Existe uma dificuldade crônica para a imensa maioria dos brasileiros compreenderem a importância da separação dos três poderes republicanos e mais ainda para delimitar a função a ser desempenhada pelo Poder Judiciário e o Poder Legislativo.
Além de contaminar as opiniões de representantes de alto nível a separação dos poderes, ponto sensível ao processo democrático, retrocede sempre que, por exemplo, juízes impõem por normas legais ao que deveria ser discutido e aprovado pelos políticos. Exemplos não faltam.
Jornalistas de quase todas as empresas de mídia do país aplaudiram quando o Supremo Tribunal Federal, STF, preencheu a lacuna deixada pelo Congresso Nacional e recusou a tese do Marco Temporal para regularização fundiária de terras para os índios.
Uma discussão muito complexa e que poucos na imprensa conseguem entender. Não à toa, as notícias priorizaram a separação dos ministros do STF e, por tabela, de todas as pessoas que conseguem opinar sobre o assunto em contrários ou favoráveis aos próprios indígenas.
O que é, no mínimo, deplorável.
Por óbvio, um raciocínio simplório dos jornalistas, que foi republicado sem cerimônia e que se inicia com a afirmação, sem qualquer evidência, de uma suposta demanda do agronegócio, sempre tratado com preconceito incompreensível para um setor que representa quase 50% da economia do país, e que se encerra com o fim definitivo da demarcação de Terras Indígenas.
Nada disso é verdade ou tudo não passa de um grande equívoco e, justamente por isso, o STF não deveria se adiantar ao Poder Legislativo.
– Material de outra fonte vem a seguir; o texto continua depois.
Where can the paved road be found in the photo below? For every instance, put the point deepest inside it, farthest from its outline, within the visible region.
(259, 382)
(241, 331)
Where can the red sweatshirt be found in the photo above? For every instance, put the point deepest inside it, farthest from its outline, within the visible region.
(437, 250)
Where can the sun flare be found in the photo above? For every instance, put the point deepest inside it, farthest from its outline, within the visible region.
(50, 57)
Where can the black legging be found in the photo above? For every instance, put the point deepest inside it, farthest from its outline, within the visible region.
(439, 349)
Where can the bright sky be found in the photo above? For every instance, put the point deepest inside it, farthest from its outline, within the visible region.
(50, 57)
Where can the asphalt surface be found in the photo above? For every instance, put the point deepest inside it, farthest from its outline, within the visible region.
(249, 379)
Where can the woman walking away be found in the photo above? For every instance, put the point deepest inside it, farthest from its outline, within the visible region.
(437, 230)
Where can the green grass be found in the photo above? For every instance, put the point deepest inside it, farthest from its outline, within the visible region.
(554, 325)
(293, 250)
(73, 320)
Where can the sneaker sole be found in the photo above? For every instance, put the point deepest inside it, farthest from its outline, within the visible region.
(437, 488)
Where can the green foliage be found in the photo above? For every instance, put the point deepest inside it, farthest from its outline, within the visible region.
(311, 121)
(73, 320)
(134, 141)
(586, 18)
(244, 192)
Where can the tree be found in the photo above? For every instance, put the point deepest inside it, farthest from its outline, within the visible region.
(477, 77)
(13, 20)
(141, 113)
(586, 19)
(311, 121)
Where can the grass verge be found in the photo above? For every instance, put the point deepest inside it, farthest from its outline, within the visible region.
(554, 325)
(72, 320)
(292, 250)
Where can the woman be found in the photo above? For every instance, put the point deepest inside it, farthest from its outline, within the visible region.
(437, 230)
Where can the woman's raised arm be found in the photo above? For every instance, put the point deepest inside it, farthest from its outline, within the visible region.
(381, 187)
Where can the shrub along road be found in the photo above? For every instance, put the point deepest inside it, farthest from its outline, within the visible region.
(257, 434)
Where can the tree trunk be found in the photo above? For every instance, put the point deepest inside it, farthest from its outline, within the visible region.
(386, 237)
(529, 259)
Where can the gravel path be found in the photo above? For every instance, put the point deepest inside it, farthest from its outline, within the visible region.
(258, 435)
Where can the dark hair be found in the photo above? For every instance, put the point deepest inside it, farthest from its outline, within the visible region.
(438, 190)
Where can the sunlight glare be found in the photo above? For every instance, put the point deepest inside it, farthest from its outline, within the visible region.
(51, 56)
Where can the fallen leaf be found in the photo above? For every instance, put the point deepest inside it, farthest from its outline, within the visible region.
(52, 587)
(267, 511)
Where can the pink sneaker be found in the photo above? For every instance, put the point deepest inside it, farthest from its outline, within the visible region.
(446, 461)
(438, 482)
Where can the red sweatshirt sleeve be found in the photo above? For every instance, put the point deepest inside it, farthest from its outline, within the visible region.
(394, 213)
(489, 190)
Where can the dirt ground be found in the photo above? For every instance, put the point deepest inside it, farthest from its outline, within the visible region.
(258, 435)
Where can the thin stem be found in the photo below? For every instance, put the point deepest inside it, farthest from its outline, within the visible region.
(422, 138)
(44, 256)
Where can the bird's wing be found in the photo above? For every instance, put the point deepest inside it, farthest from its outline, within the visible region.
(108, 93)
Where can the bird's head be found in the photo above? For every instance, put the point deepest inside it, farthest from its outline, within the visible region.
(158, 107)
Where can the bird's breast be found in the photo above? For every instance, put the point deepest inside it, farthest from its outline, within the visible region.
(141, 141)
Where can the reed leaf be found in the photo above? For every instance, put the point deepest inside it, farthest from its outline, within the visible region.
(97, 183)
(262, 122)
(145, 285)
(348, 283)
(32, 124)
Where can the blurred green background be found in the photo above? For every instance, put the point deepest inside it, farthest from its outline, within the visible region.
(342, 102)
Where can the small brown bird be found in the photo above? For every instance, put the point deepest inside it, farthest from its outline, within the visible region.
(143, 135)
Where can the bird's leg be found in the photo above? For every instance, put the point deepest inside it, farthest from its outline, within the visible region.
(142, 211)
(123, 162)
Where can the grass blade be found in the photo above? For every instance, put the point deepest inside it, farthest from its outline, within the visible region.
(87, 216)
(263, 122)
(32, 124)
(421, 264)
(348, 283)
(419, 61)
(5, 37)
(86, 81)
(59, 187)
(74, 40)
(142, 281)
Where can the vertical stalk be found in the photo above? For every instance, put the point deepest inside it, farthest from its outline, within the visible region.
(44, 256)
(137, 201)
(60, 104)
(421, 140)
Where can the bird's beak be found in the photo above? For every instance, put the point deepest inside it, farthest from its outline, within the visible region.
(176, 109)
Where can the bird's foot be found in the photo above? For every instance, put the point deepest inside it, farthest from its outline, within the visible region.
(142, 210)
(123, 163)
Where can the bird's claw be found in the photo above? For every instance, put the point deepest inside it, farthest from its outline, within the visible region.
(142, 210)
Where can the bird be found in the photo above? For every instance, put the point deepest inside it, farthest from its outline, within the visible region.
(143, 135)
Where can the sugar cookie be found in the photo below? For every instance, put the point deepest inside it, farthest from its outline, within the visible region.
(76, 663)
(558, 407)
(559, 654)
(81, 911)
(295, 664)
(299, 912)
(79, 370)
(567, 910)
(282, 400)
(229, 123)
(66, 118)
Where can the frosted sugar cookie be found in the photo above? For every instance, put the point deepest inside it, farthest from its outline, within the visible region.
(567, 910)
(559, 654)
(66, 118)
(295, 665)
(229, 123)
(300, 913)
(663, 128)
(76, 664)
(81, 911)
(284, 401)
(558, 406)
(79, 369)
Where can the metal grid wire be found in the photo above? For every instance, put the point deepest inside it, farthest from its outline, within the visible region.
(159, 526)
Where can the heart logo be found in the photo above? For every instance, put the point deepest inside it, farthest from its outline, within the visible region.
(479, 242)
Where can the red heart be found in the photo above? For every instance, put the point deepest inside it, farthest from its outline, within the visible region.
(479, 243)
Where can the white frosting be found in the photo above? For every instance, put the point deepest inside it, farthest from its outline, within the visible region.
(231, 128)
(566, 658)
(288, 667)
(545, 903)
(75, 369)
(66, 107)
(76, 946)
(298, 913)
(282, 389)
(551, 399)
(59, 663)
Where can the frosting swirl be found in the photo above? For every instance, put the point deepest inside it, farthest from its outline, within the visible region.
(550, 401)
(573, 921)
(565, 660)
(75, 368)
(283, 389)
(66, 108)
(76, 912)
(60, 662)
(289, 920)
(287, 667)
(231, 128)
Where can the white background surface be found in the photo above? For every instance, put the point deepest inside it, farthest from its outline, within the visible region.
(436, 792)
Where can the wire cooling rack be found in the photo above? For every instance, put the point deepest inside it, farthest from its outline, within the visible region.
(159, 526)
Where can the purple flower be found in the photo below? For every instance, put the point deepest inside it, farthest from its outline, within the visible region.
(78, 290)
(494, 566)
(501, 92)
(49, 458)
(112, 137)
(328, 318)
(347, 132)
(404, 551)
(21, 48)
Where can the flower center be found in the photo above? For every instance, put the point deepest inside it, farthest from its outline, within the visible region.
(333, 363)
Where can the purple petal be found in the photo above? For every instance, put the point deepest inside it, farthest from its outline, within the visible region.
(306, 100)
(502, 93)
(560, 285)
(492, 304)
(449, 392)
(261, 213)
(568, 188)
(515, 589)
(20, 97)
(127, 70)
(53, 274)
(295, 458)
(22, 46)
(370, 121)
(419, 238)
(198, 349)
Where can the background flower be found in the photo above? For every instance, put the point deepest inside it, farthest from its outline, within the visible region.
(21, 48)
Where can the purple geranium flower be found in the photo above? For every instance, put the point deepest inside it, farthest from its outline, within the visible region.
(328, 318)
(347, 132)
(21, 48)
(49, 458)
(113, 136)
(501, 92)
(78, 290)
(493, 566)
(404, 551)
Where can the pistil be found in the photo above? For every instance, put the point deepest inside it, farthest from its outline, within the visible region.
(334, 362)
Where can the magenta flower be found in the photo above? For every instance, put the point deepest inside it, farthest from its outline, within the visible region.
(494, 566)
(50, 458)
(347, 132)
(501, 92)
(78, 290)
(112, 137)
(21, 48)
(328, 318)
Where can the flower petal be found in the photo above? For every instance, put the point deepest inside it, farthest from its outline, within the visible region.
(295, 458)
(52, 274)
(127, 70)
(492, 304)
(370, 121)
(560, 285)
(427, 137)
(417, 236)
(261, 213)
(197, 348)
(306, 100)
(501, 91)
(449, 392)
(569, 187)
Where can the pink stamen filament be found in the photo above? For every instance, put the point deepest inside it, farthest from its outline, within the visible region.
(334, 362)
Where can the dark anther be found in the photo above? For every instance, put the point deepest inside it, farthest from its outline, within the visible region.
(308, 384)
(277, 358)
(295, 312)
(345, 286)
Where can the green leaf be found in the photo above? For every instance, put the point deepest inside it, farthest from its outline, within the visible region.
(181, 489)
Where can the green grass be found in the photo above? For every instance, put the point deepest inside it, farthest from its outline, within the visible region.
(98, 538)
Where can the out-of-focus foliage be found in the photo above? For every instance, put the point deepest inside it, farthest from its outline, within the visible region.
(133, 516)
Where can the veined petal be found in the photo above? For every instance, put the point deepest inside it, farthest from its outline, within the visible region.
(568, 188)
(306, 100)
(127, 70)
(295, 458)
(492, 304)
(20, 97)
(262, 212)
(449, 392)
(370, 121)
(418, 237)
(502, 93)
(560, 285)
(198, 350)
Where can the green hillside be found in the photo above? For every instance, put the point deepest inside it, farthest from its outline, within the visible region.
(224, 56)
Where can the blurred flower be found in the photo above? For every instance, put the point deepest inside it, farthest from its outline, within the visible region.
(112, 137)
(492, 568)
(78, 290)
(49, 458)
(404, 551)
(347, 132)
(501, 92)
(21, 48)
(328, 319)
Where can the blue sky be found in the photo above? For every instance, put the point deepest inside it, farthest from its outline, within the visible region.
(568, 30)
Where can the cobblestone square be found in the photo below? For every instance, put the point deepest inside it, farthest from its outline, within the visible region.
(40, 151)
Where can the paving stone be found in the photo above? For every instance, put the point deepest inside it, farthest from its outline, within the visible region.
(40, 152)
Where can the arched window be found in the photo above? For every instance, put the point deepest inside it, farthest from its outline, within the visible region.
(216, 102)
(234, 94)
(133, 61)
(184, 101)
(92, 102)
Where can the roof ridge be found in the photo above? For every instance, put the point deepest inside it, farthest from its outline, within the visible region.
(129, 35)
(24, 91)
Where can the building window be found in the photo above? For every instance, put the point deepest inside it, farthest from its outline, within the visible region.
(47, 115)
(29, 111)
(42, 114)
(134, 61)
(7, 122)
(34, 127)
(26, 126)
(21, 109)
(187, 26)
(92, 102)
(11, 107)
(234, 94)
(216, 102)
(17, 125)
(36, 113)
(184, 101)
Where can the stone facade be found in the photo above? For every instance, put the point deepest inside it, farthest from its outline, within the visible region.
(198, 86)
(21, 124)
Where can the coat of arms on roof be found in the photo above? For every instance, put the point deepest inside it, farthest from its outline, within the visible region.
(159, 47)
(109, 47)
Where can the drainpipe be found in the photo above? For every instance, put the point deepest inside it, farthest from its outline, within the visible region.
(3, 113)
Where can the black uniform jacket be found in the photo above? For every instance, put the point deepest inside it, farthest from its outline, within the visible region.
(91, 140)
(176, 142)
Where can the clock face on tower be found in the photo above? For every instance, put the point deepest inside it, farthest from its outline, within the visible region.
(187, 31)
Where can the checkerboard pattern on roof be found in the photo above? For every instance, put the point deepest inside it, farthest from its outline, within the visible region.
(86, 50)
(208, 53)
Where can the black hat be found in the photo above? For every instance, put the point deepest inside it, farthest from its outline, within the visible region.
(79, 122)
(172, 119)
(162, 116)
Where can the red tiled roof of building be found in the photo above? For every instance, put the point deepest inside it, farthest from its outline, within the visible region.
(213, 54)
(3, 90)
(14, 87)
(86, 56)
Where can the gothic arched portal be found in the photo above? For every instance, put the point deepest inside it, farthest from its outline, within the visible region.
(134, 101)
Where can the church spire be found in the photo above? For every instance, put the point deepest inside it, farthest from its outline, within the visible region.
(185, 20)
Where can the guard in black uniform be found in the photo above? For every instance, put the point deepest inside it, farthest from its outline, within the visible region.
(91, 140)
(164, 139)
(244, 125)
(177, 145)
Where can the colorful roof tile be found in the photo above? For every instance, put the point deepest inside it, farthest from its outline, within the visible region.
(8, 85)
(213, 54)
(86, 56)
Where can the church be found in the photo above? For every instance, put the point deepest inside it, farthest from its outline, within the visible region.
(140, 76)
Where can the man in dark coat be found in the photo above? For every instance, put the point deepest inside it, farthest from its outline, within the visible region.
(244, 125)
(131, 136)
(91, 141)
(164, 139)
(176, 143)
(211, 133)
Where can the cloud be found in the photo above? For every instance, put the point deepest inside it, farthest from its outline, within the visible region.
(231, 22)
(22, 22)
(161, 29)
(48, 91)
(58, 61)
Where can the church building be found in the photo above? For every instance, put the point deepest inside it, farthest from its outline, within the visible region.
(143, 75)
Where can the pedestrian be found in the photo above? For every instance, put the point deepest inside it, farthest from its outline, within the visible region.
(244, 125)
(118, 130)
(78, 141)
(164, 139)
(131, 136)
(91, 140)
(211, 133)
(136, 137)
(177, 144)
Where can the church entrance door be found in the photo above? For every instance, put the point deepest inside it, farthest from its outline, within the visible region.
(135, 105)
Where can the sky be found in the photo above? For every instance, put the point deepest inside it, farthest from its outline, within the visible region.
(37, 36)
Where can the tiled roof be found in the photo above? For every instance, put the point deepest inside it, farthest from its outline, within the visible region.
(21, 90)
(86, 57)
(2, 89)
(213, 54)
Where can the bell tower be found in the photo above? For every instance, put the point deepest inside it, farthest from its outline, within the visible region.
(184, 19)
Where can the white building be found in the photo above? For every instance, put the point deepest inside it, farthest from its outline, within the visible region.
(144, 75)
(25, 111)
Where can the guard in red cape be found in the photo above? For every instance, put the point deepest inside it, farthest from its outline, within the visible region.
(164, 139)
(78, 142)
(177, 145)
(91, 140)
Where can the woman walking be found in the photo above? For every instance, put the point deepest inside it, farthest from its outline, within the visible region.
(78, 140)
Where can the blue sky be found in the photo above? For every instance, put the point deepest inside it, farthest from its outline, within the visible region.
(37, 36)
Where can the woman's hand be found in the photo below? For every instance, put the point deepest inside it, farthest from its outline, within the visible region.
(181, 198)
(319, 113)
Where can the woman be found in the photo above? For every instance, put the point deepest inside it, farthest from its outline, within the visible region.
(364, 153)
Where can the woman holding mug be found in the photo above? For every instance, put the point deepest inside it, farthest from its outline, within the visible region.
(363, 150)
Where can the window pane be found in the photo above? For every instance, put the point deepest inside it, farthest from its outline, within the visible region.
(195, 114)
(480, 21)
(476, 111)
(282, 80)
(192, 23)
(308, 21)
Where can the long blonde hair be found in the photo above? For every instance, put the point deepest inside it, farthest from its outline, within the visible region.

Não fosse a letargia dos senadores e não somente o Marco Temporal mas temas polêmicos como a exploração mineral e o arrendamento pelo agronegócio de Terras Indígenas estaria regulamentado de acordo com legislação aprovada pela Câmara dos Deputados, já faz um bom tempo.
O que está em jogo e ao mesmo tempo faz com que os parlamentares em Brasília sejam os principais e únicos responsáveis por uma regulamentação conclusiva é o modo como tratamos até hoje as Terras Indígenas e as populações que vivem lá.
A legislação já aprovada pelos deputados e que deve ser reforçada pelos senadores altera de maneira sensível as diretrizes propugnadas pela Funai e por parte expressiva de acadêmicos, em especial em universidades federais.
E, convenhamos, se de um lado os brasileiros são sensíveis à causa indígena e defensores da destinação de terras para sua sobrevivência, ninguém pode ser favorável a insegurança jurídica que impede o aporte de capital privado que, no curtíssimo prazo, deve melhorar o IDH das próprias populações indígenas.
Difícil entender as razões para que grupos políticos aplaudam a intervenção do STF. Alegam que vão perder no debate e na votação a ser travada no Congresso Nacional. Esquecem que, afinal, o nome desse embate é política, a arena onde o país consolida sua democracia.
Não foi diferente quando o Congresso Nacional impediu a transferência da Funai do Ministério da Justiça para um ministério que não terá vida longa. Os mesmos políticos, com apoio dos jornalistas, reagiram como uma afronta, ou um golpe, como gostam de repetir.
Mas, a Funai está no seu devido lugar institucional, vinculada ao Ministério da Justiça e foi a política, não os juízes, que conseguiu o melhor para o país.